Children with developmental delays may sometimes engage in problem behaviors because at the time, they have no alternative way of expressing their thoughts, needs, and wants. As a team, it is our priority to create an effective treatment plan that will develop your child’s communication skills and facilitate their growth. Our primary goal is to give children a functional way to communicate by devising programming that is individualized to each child’s unique learning style. For children who are less vocal, the Picture Exchange Communication System (PECS) protocol, American Sign Language (ASL), and even technological resources like Proloquo, DynaVox and iPads can be utilized for communication.

Upon completion of a verbal behavior assessment, learning objectives are selected based on your child’s current level of ability. Verbal behavior skills are identified through a variety of skills assessments, including:

  • Assessment of Basic Learning and Language Skills – Revised (ABLLS-R)
  • Verbal Behavior Milestones Assessment and Placement Program (VB-MAPP)

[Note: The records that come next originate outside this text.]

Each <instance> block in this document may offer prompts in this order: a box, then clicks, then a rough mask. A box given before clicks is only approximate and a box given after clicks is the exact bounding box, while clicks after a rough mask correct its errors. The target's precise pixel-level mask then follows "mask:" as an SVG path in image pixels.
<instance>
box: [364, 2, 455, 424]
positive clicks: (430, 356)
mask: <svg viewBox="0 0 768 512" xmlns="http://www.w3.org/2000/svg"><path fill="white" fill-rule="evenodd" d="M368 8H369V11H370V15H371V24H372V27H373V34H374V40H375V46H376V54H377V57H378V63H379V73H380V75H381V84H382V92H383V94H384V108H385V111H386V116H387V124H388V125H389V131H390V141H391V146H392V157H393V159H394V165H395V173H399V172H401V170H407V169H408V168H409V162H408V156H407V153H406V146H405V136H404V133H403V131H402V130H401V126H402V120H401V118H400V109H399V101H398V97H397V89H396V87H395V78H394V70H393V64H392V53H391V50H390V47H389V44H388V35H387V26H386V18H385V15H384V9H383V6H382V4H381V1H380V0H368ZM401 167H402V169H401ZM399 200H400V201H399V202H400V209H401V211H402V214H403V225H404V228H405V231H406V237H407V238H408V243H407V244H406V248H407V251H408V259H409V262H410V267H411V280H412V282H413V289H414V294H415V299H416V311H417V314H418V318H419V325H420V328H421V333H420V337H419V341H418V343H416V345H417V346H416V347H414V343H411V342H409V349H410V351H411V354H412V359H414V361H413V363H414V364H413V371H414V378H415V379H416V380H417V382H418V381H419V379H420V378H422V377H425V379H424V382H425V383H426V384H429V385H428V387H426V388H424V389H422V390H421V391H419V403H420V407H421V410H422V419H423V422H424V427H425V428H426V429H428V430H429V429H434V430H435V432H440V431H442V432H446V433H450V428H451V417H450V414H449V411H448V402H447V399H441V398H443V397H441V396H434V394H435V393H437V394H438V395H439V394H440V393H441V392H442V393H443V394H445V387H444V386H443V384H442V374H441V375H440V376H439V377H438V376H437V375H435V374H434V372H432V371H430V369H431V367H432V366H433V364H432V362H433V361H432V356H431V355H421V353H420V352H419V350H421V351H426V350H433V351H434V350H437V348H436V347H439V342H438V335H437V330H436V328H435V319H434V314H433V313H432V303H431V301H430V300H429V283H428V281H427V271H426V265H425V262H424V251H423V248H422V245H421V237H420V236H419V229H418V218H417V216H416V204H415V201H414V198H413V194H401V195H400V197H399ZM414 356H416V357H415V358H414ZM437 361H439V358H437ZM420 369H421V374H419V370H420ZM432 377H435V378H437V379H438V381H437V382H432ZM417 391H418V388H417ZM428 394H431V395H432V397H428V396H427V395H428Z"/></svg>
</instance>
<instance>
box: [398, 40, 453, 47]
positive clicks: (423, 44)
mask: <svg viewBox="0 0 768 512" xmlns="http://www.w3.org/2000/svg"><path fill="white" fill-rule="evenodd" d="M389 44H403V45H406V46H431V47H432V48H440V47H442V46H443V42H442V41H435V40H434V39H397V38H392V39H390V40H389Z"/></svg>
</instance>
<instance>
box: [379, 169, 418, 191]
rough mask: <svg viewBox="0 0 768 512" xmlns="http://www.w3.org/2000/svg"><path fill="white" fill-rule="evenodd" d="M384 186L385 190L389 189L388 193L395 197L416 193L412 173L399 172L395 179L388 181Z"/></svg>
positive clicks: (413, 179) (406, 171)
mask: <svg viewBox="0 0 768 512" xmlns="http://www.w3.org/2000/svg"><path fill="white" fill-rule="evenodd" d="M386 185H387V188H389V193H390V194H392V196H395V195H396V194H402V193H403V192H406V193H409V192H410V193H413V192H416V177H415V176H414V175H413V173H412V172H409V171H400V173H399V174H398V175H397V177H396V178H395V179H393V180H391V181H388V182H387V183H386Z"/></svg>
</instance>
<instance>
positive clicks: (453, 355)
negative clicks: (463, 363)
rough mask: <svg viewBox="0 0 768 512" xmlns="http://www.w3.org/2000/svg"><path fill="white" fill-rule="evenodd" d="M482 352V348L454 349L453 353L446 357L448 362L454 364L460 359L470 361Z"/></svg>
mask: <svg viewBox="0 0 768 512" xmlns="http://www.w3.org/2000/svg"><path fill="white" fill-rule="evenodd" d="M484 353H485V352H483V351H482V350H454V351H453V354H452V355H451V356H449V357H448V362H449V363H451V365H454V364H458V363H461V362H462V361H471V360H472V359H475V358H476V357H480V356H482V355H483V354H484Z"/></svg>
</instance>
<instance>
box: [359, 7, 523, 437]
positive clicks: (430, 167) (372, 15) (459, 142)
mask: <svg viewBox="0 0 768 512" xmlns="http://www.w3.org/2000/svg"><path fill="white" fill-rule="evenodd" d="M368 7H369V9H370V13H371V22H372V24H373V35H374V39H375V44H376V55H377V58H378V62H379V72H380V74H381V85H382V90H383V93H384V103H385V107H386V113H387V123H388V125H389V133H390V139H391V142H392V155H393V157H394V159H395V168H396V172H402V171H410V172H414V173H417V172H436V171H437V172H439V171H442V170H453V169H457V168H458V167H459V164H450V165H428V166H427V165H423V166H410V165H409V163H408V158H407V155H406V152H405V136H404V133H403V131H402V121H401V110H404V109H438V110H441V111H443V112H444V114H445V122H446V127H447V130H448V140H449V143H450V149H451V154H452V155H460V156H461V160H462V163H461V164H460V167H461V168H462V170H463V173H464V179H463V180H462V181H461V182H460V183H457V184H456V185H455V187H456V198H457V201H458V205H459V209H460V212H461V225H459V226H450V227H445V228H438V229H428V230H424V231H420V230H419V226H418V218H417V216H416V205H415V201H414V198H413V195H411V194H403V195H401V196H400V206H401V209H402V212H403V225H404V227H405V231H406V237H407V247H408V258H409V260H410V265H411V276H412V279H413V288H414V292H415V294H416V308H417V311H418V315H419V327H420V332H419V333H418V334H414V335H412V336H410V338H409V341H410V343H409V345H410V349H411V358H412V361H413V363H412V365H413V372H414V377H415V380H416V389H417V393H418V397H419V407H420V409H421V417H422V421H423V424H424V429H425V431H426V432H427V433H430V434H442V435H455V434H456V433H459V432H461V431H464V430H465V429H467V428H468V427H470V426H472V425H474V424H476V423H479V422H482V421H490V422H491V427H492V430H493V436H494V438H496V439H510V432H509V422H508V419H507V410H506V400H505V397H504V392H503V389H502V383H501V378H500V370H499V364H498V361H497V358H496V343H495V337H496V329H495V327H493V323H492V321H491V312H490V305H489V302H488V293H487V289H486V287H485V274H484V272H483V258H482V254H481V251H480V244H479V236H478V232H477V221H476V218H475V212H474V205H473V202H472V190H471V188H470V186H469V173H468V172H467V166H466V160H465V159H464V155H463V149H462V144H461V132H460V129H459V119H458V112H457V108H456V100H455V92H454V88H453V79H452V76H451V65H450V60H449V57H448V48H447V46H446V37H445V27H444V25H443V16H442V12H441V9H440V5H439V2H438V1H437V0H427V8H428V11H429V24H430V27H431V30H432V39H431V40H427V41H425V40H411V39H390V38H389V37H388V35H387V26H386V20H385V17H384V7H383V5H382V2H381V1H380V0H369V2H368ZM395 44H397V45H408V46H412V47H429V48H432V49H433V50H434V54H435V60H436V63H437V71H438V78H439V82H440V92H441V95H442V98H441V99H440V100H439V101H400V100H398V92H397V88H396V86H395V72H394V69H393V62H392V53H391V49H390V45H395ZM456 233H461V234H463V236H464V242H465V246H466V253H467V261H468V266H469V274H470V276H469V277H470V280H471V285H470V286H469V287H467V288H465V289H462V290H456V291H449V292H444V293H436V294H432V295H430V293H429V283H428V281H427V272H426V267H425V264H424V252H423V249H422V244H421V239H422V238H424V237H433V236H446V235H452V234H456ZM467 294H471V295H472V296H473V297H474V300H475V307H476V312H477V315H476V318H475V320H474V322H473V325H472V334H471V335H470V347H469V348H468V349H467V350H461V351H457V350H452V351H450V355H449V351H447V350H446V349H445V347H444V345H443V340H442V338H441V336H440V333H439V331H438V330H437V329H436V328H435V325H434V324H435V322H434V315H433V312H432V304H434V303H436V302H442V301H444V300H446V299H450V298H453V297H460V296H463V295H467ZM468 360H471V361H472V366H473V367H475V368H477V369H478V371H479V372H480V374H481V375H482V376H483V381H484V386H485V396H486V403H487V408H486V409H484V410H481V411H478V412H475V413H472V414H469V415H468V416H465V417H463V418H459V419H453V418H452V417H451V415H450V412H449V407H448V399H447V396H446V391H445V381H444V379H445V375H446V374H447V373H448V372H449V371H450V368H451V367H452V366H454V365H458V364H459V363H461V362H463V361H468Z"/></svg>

A child’s verbal behavior goals are then taught by utilizing both Natural Environment Teaching (NET) and Intensive Table Teaching (ITT) techniques. During each 1:1 therapy session, data is collected on skill acquisition and target behavior objectives. Behavior analysts work collaboratively with each child’s family, teachers and other team therapists through team meetings, school consultation and shadowing, and parent meetings. This collaborative team approach ensures that a child’s goals are being met and generalized across school, home, and community environments.

Adaptive Living Skills

Mandala offers adaptive living skill training for children in a variety of formats and settings to address a wide range of deficits. Adaptive living skills refer to those behaviors that are needed for an individual to function safely, independently, and age-appropriately on a daily basis. Common adaptive living skills addressed in treatment include toileting, grooming, dressing, mealtime behavior, kitchen and cooking, housekeeping and chores, safety, money management, community knowledge, shopping, mealtime behaviors in public, phone skills, time skills, social awareness, time management, planning, study skills, and organizational skills. Mandala utilizes a variety of assessments to evaluate adaptive living skills, some of which are questionnaires completed by parents, caregivers, teachers, therapists, other providers and/or the client, assessments completed by the therapist, and observations of adaptive living skills. The goal of adaptive living skills training is to increase learner independence, increase caregiver knowledge and ability to help generalize skills, and to apply adaptive skills across settings and caregivers.

Parent Collaboration

Parent collaboration is a unique part of Mandala’s treatment package. Parent collaboration provides a way for your child’s therapists to directly coach you on how to utilize behavior analytic techniques in the home and community settings. These sessions not only allow you to have the opportunity to receive direct feedback from your child’s therapist, but also encourage you to take an active therapeutic role in your child’s progress. These collaborative sessions offer you the opportunity to ask questions, troubleshoot protocols or procedures, and develop comfort and consistency with useful behavior management skills for working with your child.

School Consultation

Mandala provides consultation services to school districts seeking assistance with Individualized Education Plans (IEP) and behavior management difficulties. Clinicians work closely with the school to select appropriate goals for students by providing direct assistance with the writing and presenting of IEPs. Mandala clinicians also assist the school by conducting Functional Behavior Assessments (FBA) and writing Behavior Treatment Plans (BTP). FBAs consist of both indirect assessments and direct assessments. Examples of indirect assessments include parent/teacher interviews, standardized behavior rating scales, and questionnaires. Examples of direct assessments include direct observations of the student in the classroom and ABC data collection. The results of the FBA are then used to write an individualized BTP. Teachers and aides are trained on the BTP by clinicians and provided with supervision and feedback as the plan is implemented.